Perch fishing on The Broads can be truly magical. With fish present to 5lb 12oz (recorded back in 2016), there are fish of a lifetime to be had if you’re willing to put in the time and effort to track them down. It is this pursuit that has kept my predator ‘fire’ burning, so to speak, for the last few years, and with such a vast amount of water to go at, I doubt that pursuit will ever end in my lifetime. But where to start?
Choosing where to fish on The Broads can be a daunting subject for those new to the area.
Having the use of a boat, whether that’s a hire boat, a fishing boat or even a kayak, is undoubtedly an edge when it comes to fishing The Broads. With so much of it simply inaccessible from the bank, the use of a boat is the ideal way to access spots on the Rivers and Broads that others may not be able to. With so many features littered around the system, I’ve found better success in keeping mobile on the boat and stopping to fish regularly as you move along, covering as much water as possible.
There are features everywhere! pick wisely based on the conditions and keep mobile to locate the fish.
However, with that being said, having access to a boat isn’t the be-all and end-all. In fact, most of my success has come from free, public-access stretches of bank. Google Maps and social media forums are your best friends when it comes to finding such spots, and from there it’s a case of locating the fish throughout the year. Generally speaking, the fish will follow the baitfish throughout the system and if you can find the silvers, 9 times out of 10 that’s a large proportion of the battle done.
Over the years, I’ve picked up on patterns of catching fish at certain locations at different times of the year, or in certain conditions. Taking note of these will put you in a better position to catch consistently, or, alternatively, a keen eye on social media will also help you piece together the puzzle bit by bit.
A lovely 3lb'er caught on the glorious 16th, having noticed a pattern over the last few years.
When it comes to tactics, there are many paths you can go down in order to put fish on the bank. I’d always suggest starting with what you feel most confident in and paying more attention to locating the fish than what you have on the end of your rod. However, there are certain methods that consistently produce fish that I feel are worth touching on.
A good starting point is usually a simple jig and shad-style lure fished on a varied retrieve. I’ll often choose to fish with a smaller lure in order to locate the fish; something like a 7cm Slick Shad can be deadly fished on a 3-5g jig head. Once I’ve located the fish, I’ll normally switch to a larger search bait, such as a 9 or even 12cm lure. Often, this can pick up the lager fish if they are in the area. I tend to favour more natural colours for the majority of my fishing, but bringing a range can help on trickier days or conditions.
The 7cm Slick Shads are winners for locating fish!
On those trickier days, or when the fish are really localised in a particular area, I’ll opt to fish the dropshot or the ned rig.

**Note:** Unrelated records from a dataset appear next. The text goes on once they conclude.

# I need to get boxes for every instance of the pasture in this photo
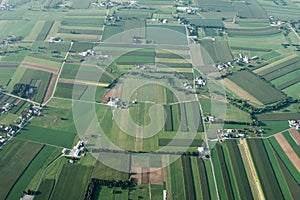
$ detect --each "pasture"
[16,124,76,148]
[247,139,283,199]
[50,164,92,200]
[200,40,233,63]
[228,70,286,104]
[7,146,54,199]
[0,139,43,199]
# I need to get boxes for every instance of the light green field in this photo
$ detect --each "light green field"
[283,83,300,98]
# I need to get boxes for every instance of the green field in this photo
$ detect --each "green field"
[200,40,233,63]
[17,125,76,148]
[247,139,284,199]
[228,70,286,104]
[0,140,43,199]
[51,164,92,200]
[7,146,54,199]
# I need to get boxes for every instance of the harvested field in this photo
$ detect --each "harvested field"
[289,129,300,145]
[274,133,300,172]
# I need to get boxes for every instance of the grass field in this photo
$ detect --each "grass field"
[91,157,129,181]
[225,140,253,199]
[200,40,233,63]
[268,137,300,183]
[211,144,234,199]
[51,164,92,200]
[170,158,186,199]
[7,146,54,199]
[0,140,42,199]
[17,125,76,148]
[228,71,286,104]
[247,139,284,199]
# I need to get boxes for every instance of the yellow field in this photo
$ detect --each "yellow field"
[223,78,263,105]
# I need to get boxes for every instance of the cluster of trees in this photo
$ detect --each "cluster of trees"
[84,178,134,200]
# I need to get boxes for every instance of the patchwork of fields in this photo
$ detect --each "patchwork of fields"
[0,0,300,200]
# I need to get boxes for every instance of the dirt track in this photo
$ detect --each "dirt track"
[289,129,300,145]
[274,133,300,172]
[21,62,59,74]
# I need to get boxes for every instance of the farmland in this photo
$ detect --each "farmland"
[229,71,286,104]
[0,140,42,199]
[0,0,300,200]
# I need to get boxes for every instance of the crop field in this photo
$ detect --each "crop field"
[181,156,196,199]
[146,25,187,45]
[195,158,212,199]
[61,16,103,27]
[263,140,292,199]
[91,159,130,181]
[282,131,300,157]
[268,137,300,183]
[170,158,186,199]
[72,0,93,9]
[10,69,51,102]
[7,146,54,199]
[51,164,92,200]
[227,26,280,37]
[200,40,233,63]
[197,0,235,13]
[262,1,299,20]
[187,18,224,28]
[36,21,54,41]
[271,69,300,90]
[257,113,300,121]
[225,140,253,199]
[158,138,203,147]
[247,139,283,199]
[228,34,286,52]
[283,82,300,98]
[164,101,203,132]
[211,144,234,199]
[232,0,267,19]
[17,124,76,148]
[102,21,125,41]
[228,71,286,104]
[34,179,55,200]
[0,140,42,199]
[255,57,300,81]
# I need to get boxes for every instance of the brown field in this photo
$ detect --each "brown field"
[274,133,300,172]
[223,78,263,105]
[289,129,300,145]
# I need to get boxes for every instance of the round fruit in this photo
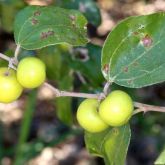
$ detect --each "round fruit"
[77,99,108,133]
[17,57,46,88]
[0,67,23,103]
[99,90,133,127]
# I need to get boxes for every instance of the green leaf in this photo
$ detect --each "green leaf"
[102,12,165,88]
[154,149,165,165]
[56,0,101,26]
[85,125,131,165]
[14,6,88,49]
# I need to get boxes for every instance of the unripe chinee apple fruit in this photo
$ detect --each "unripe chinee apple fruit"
[77,99,108,133]
[99,90,134,127]
[17,57,46,88]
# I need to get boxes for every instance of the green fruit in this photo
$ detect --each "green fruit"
[0,67,23,103]
[77,99,108,133]
[17,57,46,88]
[99,90,134,127]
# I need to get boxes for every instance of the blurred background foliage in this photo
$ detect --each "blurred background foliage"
[0,0,165,165]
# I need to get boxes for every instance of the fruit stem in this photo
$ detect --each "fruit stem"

Both can be fished ultra slowly through an area, allowing the lure more time in ‘the zone’ for any wary fish that may be in the vicinity. Holding the lure still for 10, 20 seconds or more before slowly moving it again is a great tactic, particularly in winter. From my experience, the methods can and often do pick up a better stamp of fish.
An Ultra UV Floating Crayfish mounted on a Strike King Bitsy Bug Mini Jig - ideal for fishing slowly on the bottom.

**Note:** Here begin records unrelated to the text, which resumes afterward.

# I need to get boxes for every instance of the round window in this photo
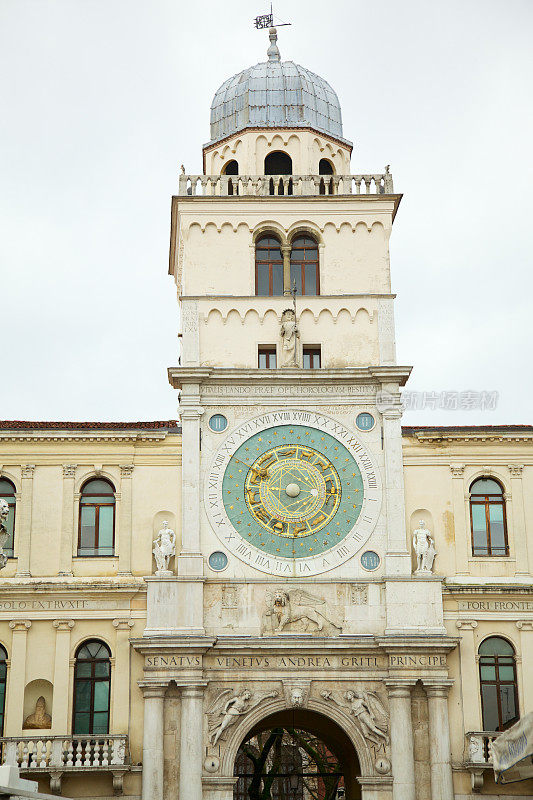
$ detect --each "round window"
[208,550,228,572]
[355,411,376,431]
[361,550,381,572]
[209,414,228,433]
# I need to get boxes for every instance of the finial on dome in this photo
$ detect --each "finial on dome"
[267,28,281,61]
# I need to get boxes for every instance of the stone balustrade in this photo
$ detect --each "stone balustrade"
[179,169,394,197]
[0,735,129,794]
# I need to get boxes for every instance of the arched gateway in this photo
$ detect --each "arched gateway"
[233,709,361,800]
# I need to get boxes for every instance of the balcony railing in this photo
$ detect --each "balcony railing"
[179,168,394,197]
[0,736,130,794]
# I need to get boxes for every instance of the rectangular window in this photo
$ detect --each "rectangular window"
[257,345,277,369]
[303,347,321,369]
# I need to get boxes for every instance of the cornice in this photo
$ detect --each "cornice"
[168,366,412,389]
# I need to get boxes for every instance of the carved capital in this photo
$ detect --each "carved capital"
[9,619,31,633]
[52,619,76,631]
[113,618,135,631]
[455,619,477,631]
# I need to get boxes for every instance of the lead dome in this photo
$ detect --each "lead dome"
[211,28,342,142]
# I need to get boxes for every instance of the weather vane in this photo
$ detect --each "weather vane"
[254,3,292,29]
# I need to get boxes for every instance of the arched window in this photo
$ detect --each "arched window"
[470,478,509,556]
[78,478,115,556]
[222,159,239,175]
[72,639,111,736]
[479,636,519,731]
[255,234,283,297]
[0,648,7,736]
[318,158,335,175]
[291,235,320,294]
[0,478,17,556]
[265,150,292,175]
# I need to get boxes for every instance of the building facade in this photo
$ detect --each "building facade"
[0,29,533,800]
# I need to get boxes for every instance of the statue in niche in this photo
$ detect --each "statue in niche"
[22,695,52,730]
[152,520,176,575]
[206,689,278,747]
[0,499,9,569]
[280,308,300,367]
[320,689,389,747]
[262,589,342,634]
[413,519,437,575]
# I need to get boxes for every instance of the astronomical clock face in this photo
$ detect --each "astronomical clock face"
[205,411,381,576]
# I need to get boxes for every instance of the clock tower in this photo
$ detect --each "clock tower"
[136,28,452,800]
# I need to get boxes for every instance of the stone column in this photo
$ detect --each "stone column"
[509,464,529,576]
[118,464,133,575]
[178,384,204,575]
[382,406,411,575]
[385,680,416,800]
[281,244,292,297]
[516,619,533,717]
[50,619,75,736]
[139,681,167,800]
[59,464,76,575]
[111,619,134,734]
[178,684,205,800]
[455,619,482,733]
[15,464,35,578]
[424,680,454,800]
[4,619,31,736]
[450,464,466,575]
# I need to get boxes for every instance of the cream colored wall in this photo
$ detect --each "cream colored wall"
[204,130,350,175]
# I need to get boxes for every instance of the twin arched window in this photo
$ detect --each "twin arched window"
[470,478,509,556]
[78,478,115,556]
[72,639,111,736]
[255,233,320,297]
[0,478,17,556]
[479,636,519,731]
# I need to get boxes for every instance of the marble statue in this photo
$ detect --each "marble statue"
[262,589,342,633]
[320,689,389,745]
[22,695,52,730]
[0,499,9,569]
[152,520,176,575]
[280,308,300,367]
[206,689,278,746]
[413,519,437,574]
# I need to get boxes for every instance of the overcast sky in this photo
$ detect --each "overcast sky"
[0,0,533,425]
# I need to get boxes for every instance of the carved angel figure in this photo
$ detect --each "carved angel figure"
[152,520,176,572]
[0,499,9,569]
[320,689,389,745]
[206,689,278,746]
[280,308,300,367]
[263,589,342,633]
[413,519,437,572]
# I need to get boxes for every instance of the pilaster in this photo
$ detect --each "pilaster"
[59,464,76,576]
[51,619,75,736]
[450,464,471,575]
[516,619,533,717]
[385,680,416,800]
[111,619,134,734]
[15,464,35,578]
[424,679,454,800]
[509,464,531,577]
[118,464,133,575]
[5,619,31,736]
[139,681,167,800]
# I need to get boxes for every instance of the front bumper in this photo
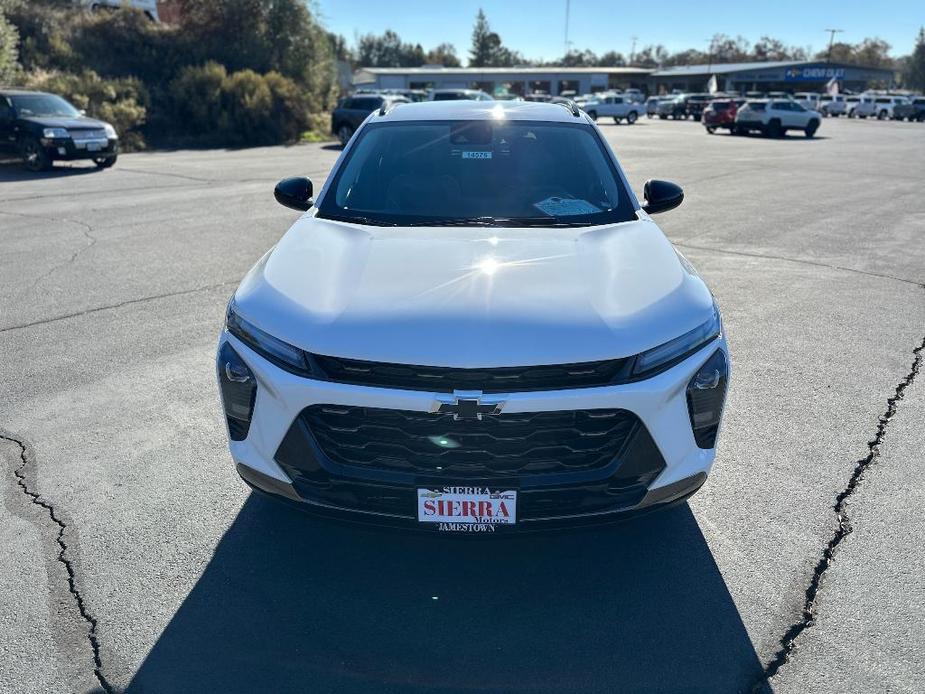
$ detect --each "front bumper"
[219,332,728,532]
[41,137,119,161]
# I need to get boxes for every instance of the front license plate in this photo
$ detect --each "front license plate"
[418,487,517,533]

Sometimes, it’s all about making some noise! If I feel like I should be catching fish in an area but I’m not, a switch to a hard bait or a larger profile bait with more vibration can be a winner. I’ve recently started using some of the Salmo range of hard lures to good success, or in terms of soft baits - a skirted jig works well too, displacing lots of water and creating a lot of vibration/movement as it’s twitched.
The 5cm range of Salmo hard baits are winners on The Broads!

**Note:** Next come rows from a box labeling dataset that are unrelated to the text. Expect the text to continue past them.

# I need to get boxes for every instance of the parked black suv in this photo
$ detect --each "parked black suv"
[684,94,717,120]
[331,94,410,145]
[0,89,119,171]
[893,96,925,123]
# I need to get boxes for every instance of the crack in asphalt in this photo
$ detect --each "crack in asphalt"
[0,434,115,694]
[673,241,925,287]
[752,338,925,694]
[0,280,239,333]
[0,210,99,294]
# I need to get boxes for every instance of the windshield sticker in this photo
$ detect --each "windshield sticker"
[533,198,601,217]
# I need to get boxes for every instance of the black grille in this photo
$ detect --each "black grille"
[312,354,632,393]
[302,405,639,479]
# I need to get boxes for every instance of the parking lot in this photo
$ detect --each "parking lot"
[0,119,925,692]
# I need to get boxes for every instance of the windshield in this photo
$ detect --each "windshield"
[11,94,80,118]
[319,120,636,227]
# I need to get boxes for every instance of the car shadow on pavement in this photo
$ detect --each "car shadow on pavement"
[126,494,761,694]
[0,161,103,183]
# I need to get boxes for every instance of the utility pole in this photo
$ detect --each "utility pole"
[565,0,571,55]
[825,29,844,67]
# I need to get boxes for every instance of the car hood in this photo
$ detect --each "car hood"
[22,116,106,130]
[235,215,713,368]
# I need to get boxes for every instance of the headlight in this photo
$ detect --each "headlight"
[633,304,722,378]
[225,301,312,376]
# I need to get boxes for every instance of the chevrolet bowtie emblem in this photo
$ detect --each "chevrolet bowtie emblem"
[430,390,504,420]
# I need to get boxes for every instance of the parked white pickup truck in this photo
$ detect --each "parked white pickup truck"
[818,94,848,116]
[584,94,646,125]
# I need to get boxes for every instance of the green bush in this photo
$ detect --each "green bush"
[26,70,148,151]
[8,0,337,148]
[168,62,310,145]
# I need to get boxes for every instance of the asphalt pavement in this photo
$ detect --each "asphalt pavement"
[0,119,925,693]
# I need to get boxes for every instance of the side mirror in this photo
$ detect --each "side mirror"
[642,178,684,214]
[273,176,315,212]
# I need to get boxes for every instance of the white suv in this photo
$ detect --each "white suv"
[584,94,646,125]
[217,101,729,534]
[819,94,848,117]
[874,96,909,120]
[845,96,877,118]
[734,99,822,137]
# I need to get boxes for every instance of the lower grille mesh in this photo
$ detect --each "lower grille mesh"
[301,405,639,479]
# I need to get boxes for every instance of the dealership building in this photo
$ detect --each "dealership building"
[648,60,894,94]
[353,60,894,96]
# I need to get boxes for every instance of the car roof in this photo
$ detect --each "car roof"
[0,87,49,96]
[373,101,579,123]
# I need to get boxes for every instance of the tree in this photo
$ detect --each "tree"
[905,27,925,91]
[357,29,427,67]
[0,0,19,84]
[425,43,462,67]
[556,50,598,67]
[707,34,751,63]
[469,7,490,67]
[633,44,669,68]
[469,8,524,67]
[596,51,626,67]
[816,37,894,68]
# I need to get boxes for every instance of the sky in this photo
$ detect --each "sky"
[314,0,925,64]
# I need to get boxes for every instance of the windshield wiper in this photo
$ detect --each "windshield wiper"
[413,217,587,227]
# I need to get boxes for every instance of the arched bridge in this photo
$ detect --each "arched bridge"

If I had to give one piece of advice to any newcomer to the area, it would be to stay mobile. Covering water when others are often sat static can put you a lot of extra fish on the bank. If you couple that with fishing in un-pressured areas, and using baits presented in ways they don’t often see – you can be on to a real winner.
A stunning example of a Broadland Perch - Just look at those fins!
If you ever get the opportunity to fish The Broads, I hope the above advice helps you put some extra fish on the bank.